Jumat, 25 Juli 2014

News / Internasional

Pembebasan Bersyarat Corby Tinggal Masalah Teknis

Jumat, 29 Maret 2013 | 08:35 WIB

SYDNEY, KOMPAS.com — Kemungkinan terpidana narkoba asal Australia, Schapelle Corby, mendapatkan pembebasan bersyarat dilaporkan semakin besar setelah Menteri Hukum dan HAM Amir Syamsuddin menjumpai Corby di LP Kerobokan (Bali), Kamis (28/3/2013).

Menteri Hukum dan HAM Amir Syamsuddin mengatakan bahwa pembebasan bersyarat tinggal menyelesaikan masalah teknis. Kakak Schapelle, Mercedes, menyambut baik perkembangan tersebut. "Kami masih berharap Schapelle mendapatkan pembebasan bersyarat. Bagus sekali Menteri Hukum dan HAM bertemu Schapelle dan ada berita positif," kata Mercedes seperti dikutip situs news.com.au.

Mercedes masih dalam taraf penyembuhan di rumah setelah minggu lalu dipukul sejumlah pemuda yang bermaksud menjambret tasnya. Dia tidak mau memberikan komentar mengenai kondisi kesehatan dan aksi pemukulan tersebut. "Dia di rumah, dan semakin hari semakin sehat," demikian kata suami Mercedes, Wayan Widiartha.

Menteri Hukum dan HAM Amir Syamsuddin mengunjungi blok khusus terpidana wanita, dan sempat bertemu dengan Corby. Setelah pertemuan tersebut, Amir Syamsuddin mengatakan kepada wartawan bahwa masih ada peluang bagi Corby untuk mendapatkan pembebasan bersyarat. "Dia harus tetap berada di Bali, dan seseorang harus bisa memberikan dia kerjaan, atau mendukung secara finansial. Ini masalah teknis yang bisa kita selesaikan bersama. Namun, saya tidak menutup peluang dia mendapatkan pembebasan bersyarat," kata Syamsuddin.

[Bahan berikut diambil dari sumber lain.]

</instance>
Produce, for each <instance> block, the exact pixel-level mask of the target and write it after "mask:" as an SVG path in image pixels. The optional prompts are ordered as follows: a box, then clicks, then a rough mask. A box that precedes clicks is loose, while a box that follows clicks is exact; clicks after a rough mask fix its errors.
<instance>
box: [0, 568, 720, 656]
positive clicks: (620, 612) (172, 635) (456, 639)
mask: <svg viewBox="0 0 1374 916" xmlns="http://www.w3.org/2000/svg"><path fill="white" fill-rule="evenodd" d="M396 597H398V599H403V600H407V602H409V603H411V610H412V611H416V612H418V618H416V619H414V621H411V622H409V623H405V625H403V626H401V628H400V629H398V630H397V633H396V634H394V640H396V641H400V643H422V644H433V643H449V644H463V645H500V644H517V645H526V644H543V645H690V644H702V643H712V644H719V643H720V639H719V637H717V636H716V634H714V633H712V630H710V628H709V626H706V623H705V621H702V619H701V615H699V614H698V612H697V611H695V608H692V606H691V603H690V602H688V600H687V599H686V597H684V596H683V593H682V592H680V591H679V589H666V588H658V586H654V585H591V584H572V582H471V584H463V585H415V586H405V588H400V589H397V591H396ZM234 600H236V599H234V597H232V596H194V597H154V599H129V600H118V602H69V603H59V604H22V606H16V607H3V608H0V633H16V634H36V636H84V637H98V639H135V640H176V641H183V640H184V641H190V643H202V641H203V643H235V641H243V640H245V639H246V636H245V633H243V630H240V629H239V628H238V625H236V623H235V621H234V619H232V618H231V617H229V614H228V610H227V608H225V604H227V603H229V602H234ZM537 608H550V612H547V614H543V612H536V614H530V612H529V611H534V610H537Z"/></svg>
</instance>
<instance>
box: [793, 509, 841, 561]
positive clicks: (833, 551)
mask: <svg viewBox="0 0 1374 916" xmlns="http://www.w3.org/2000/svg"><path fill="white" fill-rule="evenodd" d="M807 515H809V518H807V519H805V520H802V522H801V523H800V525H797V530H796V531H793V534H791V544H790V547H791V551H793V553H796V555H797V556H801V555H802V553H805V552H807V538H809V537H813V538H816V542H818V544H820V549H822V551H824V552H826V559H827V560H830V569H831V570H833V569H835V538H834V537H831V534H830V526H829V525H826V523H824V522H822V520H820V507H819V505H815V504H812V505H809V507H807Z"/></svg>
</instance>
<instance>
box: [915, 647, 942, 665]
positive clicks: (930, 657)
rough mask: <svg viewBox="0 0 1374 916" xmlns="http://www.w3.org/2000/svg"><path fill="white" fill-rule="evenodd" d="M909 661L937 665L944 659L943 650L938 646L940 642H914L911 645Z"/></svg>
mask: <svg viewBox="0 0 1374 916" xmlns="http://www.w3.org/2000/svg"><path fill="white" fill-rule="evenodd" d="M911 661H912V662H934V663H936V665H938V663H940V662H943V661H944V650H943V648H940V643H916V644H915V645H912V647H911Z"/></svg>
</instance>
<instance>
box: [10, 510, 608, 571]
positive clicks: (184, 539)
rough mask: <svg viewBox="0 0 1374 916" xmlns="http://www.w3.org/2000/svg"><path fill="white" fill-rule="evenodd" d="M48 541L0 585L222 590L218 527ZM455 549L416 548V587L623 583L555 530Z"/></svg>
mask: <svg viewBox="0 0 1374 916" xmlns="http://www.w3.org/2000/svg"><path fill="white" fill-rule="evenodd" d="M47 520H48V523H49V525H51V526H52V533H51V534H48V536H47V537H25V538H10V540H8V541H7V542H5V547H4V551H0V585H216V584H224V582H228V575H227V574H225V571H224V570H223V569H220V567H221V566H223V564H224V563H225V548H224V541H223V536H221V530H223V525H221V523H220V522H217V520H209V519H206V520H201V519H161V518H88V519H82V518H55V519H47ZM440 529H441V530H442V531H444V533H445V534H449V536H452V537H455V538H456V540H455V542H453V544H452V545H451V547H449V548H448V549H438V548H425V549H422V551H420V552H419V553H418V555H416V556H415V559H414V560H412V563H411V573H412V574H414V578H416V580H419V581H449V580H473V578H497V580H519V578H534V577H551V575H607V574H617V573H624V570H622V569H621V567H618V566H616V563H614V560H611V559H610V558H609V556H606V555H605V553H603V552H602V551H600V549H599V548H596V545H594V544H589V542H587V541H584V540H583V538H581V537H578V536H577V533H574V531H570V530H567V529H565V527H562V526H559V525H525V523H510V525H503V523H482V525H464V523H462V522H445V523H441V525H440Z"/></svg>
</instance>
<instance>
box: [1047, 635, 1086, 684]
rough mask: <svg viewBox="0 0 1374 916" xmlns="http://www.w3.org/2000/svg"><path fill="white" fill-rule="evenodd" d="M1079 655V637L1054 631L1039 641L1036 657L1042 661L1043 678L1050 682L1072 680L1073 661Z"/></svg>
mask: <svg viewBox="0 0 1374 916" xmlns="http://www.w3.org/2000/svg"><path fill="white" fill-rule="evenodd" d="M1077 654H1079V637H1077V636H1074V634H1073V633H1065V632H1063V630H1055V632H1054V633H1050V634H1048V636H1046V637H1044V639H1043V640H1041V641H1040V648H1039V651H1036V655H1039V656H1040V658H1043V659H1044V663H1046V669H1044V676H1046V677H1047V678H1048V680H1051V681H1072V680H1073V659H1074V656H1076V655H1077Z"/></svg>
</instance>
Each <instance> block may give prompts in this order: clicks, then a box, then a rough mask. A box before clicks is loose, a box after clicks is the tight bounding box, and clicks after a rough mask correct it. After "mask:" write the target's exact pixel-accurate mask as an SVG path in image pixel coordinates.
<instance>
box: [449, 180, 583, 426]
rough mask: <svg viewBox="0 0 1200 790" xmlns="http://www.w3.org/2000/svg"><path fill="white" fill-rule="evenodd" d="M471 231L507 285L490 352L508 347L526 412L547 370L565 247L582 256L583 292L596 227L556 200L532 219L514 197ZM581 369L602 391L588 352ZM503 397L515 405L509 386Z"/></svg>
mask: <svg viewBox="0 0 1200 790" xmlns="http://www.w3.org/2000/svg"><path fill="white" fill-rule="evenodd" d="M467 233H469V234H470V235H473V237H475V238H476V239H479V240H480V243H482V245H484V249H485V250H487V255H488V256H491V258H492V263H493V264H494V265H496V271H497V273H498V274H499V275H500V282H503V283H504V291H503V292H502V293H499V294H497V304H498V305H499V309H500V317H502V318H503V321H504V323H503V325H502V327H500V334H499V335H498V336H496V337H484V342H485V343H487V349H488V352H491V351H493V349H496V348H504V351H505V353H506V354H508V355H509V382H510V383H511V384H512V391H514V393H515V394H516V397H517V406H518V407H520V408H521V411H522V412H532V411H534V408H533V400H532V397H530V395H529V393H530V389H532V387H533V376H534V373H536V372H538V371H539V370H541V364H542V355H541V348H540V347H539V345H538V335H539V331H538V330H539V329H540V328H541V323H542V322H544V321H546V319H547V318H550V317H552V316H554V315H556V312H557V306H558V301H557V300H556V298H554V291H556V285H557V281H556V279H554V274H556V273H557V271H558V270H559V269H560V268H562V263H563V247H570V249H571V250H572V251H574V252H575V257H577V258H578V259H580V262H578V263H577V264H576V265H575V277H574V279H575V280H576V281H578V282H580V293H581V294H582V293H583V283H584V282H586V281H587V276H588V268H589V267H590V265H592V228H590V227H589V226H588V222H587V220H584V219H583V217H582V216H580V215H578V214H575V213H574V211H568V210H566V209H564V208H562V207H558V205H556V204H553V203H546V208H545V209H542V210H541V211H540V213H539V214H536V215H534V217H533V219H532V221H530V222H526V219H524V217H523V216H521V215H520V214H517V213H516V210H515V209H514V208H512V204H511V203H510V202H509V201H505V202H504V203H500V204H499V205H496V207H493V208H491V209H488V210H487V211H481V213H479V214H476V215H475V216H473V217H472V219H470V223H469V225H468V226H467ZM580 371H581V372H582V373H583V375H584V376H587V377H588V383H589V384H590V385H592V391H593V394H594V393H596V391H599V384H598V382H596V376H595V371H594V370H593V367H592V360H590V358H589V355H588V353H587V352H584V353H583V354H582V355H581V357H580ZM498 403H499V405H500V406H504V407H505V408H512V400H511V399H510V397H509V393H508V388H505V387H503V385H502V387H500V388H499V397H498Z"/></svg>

"Saya bertemu semua napi wanita, tidak ada yang khusus. Saya bertemu dengan Corby hanya sebentar," lanjut Syamsuddin. Pernyataan Amir Syamsuddin ini mendapatkan sambutan baik dari keluarga Corby yang sekarang terus mempersiapkan berbagai dokumen bagi pembebasan bersyaratnya.

Menurut laporan koresponden Kompas di Australia L. Sastra Wijaya, yang juga bisa menjadi ganjalan adalah persetujuan Corby untuk menjadi "justice collaborator" atau bekerja sama dengan pihak berwenang untuk membuka jaringan penyelundup narkoba di belakang kasusnya.

Selama ini, Corby mengatakan tidak bersalah. "Untuk menjadi justice collabolator adalah bersedia membuat pernyataan untuk bekerja sama dengan pihak berwenang membongkar kasus yang diketahuinya," kata Amir Syamsuddin.

Mercedes dan Wayan Widiartha sudah setuju untuk mendukung Corby secara finansial, yang dalam hal ini mereka akan tinggal bersama di Kuta bila dia dibebaskan. Pemerintah Australia juga sudah memberikan surat jaminan, dan para tetua adat di Kuta juga mendukung pembebasan bersyarat Corby dan memberi izin dia tinggal di sana bila dibebaskan.